Endlich das dritte: das Geschenk der Absolution an das kirchliche Amt. Eine der unbegreiflichsten Liebestaten Jesu. Vor seinem Tod zeigte er wohl auf das Erbarmen des Vaters, aber wieviel prophetische Drohworte alttestamentlichen Stils über Heulen und Zähneknirschen mußte er hinzusetzen: «Du, Kafarnaum, wurdest du nicht bis zum Himmel erhoben? Bis zur Hölle wirst du hinunterfahren!» (Mt 11,23). Jetzt, am Osterabend, erhält die Kirche Vollmacht, jede, auch die ärgste Sünde zu vergeben. «Das wird im Himmel gelöst sein.» Der Auferstandene bindet des Vaters Verzeihen an das Verzeihen der Kirche. Nicht als fände vollkommenes Bereuen nicht immer schon das vergebende Herz des Vaters; und nicht als könnten und müßten Christen nicht einander ihre Schuld vergeben. Aber von den geschilderten Extremsituationen her erweist sich die sakramentale Lossprechung als ein unverzichtbares Geschenk. Bußandachten einer Gemeinde sind sinnvoll und nützlich – und keineswegs abzuschaffen –, wenn sie immer auch eine evangeliumstreue Einführung in die echte persönliche Beichte sind. Man übersehe nicht: im Alten Bund ist Gottes Partner das Volk, nicht der Einzelne: das Volk fällt ab, schreit zu Gott und erhält Verzeihung, hier ist der genuine Platz der kollektiven Bußandacht (2 Chr 8; Neh 9; Dan 9 usf.); aber im Neuen Bund begegnet der Menschensohn immer Einzelnen, die sich bekehren, ihre Sünden bekennen, losgesprochen und in ein neues Leben entlassen werden; nirgends ist hier Raum für eine Generalabsolution. Wo Gottes Sohn ein einzelner Mensch wird, da wird die Würde und Bedeutung des Einzelnen, seiner Taten und Entschlüsse, unendlich aufgewertet. Daher muß es jetzt den Beichtvater und das Beichtkind geben und im Ereignis zwischen ihnen die Nachfolge Christi durch den Bußgang des Kreuzes hin zur Auferstehung aus dem Tod.

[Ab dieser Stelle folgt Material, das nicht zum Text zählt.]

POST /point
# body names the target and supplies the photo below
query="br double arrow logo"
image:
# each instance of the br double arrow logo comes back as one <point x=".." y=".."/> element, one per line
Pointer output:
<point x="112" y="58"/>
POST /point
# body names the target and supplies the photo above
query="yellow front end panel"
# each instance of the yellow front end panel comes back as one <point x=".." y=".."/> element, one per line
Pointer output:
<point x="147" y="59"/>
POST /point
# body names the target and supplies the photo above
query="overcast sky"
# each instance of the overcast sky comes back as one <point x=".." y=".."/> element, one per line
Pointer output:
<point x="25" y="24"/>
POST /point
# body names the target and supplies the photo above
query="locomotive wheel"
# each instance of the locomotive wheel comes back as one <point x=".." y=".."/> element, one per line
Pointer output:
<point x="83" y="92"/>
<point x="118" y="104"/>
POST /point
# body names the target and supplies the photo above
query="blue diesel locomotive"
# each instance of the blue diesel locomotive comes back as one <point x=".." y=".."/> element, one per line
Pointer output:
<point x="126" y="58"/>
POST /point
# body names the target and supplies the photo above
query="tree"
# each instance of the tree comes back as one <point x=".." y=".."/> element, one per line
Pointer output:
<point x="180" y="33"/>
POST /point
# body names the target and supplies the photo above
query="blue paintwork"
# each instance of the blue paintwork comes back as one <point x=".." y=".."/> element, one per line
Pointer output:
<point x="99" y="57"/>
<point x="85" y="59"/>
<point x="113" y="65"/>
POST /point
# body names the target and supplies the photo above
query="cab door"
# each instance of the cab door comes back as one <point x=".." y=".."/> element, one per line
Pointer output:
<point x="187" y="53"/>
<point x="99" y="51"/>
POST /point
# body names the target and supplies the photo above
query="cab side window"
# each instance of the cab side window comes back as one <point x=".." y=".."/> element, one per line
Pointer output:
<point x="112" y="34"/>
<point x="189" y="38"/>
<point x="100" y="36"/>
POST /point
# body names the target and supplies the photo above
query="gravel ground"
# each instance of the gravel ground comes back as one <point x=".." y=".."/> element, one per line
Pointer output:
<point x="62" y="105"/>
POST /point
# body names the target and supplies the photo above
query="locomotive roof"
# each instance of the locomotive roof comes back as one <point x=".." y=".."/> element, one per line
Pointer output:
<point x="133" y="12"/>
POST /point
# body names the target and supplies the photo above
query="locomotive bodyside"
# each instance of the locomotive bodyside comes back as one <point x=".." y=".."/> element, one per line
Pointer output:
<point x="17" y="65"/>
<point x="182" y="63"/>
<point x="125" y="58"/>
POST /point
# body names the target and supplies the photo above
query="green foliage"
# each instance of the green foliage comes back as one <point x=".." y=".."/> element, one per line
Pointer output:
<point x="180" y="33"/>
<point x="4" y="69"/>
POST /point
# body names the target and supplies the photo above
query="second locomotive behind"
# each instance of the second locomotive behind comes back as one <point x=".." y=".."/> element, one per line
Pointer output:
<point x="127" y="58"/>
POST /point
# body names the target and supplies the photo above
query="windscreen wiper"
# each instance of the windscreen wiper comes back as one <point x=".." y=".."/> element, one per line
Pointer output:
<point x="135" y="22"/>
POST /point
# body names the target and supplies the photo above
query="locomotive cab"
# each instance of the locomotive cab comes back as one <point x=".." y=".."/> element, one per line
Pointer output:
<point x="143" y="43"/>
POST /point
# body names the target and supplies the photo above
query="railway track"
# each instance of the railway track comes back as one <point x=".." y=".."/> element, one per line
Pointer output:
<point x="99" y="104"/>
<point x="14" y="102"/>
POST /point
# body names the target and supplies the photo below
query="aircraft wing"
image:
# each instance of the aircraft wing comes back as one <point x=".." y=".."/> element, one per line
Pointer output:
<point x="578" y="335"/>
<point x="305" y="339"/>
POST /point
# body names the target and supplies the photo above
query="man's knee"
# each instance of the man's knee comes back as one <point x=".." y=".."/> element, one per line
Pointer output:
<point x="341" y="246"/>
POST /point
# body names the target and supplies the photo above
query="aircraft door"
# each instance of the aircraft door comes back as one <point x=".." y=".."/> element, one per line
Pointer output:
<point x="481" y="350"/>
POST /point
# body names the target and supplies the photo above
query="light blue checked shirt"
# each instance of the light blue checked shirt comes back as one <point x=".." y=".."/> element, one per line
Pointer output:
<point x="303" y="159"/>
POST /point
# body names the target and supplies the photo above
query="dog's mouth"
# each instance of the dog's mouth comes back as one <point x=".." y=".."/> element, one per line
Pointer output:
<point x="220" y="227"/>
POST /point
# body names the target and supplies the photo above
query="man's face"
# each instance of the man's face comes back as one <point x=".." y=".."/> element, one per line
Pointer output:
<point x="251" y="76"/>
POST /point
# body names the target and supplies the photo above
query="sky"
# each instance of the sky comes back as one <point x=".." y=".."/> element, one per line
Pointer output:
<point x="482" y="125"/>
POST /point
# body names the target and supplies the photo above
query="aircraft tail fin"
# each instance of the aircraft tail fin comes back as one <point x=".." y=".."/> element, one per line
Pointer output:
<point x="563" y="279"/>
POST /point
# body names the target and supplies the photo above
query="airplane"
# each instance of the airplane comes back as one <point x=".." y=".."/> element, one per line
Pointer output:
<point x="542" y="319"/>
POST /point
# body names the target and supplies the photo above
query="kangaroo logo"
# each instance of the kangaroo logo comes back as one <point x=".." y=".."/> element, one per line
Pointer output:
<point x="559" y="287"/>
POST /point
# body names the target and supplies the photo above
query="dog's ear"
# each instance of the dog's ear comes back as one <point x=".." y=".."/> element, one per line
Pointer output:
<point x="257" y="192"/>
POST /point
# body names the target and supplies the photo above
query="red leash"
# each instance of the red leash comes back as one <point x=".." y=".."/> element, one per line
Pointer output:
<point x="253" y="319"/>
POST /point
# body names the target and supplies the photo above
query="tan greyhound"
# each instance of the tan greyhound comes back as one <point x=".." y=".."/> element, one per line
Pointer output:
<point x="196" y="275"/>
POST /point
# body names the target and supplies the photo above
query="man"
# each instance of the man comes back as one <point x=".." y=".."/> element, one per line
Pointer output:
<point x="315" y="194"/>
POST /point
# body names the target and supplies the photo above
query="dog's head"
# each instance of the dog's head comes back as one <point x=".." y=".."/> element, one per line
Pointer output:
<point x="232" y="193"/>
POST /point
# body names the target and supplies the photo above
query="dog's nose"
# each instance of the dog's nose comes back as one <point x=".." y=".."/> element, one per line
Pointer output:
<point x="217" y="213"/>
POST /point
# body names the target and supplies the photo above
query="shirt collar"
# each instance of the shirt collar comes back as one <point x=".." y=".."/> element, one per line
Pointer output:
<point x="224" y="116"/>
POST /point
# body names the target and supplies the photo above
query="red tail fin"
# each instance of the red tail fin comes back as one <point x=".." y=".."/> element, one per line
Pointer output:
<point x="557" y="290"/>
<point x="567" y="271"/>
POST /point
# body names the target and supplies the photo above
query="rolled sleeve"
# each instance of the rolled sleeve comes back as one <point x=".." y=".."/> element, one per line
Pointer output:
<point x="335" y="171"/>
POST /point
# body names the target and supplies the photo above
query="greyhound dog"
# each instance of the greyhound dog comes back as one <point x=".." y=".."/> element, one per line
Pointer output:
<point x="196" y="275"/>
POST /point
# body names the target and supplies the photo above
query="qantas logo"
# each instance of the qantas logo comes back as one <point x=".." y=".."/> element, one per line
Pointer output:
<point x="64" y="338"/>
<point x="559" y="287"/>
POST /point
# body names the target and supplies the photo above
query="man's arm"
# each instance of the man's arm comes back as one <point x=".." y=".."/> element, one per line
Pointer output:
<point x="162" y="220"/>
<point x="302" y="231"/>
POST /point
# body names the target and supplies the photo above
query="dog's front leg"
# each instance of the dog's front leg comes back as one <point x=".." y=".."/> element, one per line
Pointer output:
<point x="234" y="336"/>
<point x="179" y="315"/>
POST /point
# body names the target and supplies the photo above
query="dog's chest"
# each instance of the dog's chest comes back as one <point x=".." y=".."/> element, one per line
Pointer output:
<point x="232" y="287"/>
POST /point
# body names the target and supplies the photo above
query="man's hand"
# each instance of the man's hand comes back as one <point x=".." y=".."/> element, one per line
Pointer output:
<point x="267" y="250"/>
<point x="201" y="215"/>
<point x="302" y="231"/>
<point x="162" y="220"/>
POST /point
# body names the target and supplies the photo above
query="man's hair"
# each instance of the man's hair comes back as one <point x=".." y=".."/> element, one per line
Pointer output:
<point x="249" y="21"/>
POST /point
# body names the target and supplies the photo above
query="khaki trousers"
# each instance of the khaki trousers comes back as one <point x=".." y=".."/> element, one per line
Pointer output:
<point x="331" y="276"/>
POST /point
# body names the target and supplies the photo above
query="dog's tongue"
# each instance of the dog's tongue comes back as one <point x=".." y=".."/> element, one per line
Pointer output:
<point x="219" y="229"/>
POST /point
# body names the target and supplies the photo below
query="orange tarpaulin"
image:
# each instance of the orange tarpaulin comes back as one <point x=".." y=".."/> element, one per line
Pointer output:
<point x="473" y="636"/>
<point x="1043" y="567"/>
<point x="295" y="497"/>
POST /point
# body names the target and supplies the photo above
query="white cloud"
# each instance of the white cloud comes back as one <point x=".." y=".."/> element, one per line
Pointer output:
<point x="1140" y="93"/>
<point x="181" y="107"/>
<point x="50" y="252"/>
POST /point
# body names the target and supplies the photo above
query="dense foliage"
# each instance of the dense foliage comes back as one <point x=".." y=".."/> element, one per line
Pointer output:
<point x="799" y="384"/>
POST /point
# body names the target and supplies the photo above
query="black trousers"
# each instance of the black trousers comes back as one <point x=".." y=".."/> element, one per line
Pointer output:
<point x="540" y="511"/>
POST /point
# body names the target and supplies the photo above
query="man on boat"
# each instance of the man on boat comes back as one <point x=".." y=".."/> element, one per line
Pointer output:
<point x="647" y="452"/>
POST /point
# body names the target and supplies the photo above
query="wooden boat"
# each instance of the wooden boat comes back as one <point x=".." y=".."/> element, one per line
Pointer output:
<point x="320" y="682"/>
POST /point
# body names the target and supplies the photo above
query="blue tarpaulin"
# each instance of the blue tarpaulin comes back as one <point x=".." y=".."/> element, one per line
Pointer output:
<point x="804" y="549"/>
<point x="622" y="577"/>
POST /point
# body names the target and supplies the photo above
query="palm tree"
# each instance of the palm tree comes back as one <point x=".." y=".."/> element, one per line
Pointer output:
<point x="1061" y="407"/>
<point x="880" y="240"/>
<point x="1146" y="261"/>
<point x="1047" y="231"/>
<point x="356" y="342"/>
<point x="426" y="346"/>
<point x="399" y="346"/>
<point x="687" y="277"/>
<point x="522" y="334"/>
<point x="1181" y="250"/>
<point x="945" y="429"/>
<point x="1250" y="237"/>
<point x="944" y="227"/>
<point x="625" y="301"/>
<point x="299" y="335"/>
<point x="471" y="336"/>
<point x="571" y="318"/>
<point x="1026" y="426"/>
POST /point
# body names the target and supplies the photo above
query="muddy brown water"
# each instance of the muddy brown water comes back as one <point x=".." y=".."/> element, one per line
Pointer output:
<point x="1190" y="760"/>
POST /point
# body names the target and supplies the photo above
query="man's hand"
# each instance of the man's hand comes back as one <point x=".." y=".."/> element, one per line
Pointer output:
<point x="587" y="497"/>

Das Sakrament der Beichte kann nur aus der Mitte des Evangeliums heraus erneuert werden. Viel Ballast, der durch Jahrhunderte mitgeschleppt wurde und vielen Christen das Beichten verleidet hat, wird dabei wegfallen. Aber nicht nur die Gläubigen, auch die Priester müssen sich neu auf das Sakrament einstellen und sich dafür bereithalten. Auch sie bedürfen einer gründlichen Umerziehung, eines neuen Ernstnehmens von Sünde, Bekenntnis und Absolution, von Hilfe ins neue Leben hinein aus dem reinen Geist Christi. Und sie haben die Aufgabe, in Predigt und Katechese dem christlichen Volk ein ganz neues Bewußtsein für die Aktualität der Erlösung in diesem zentralen Sakrament beizubringen.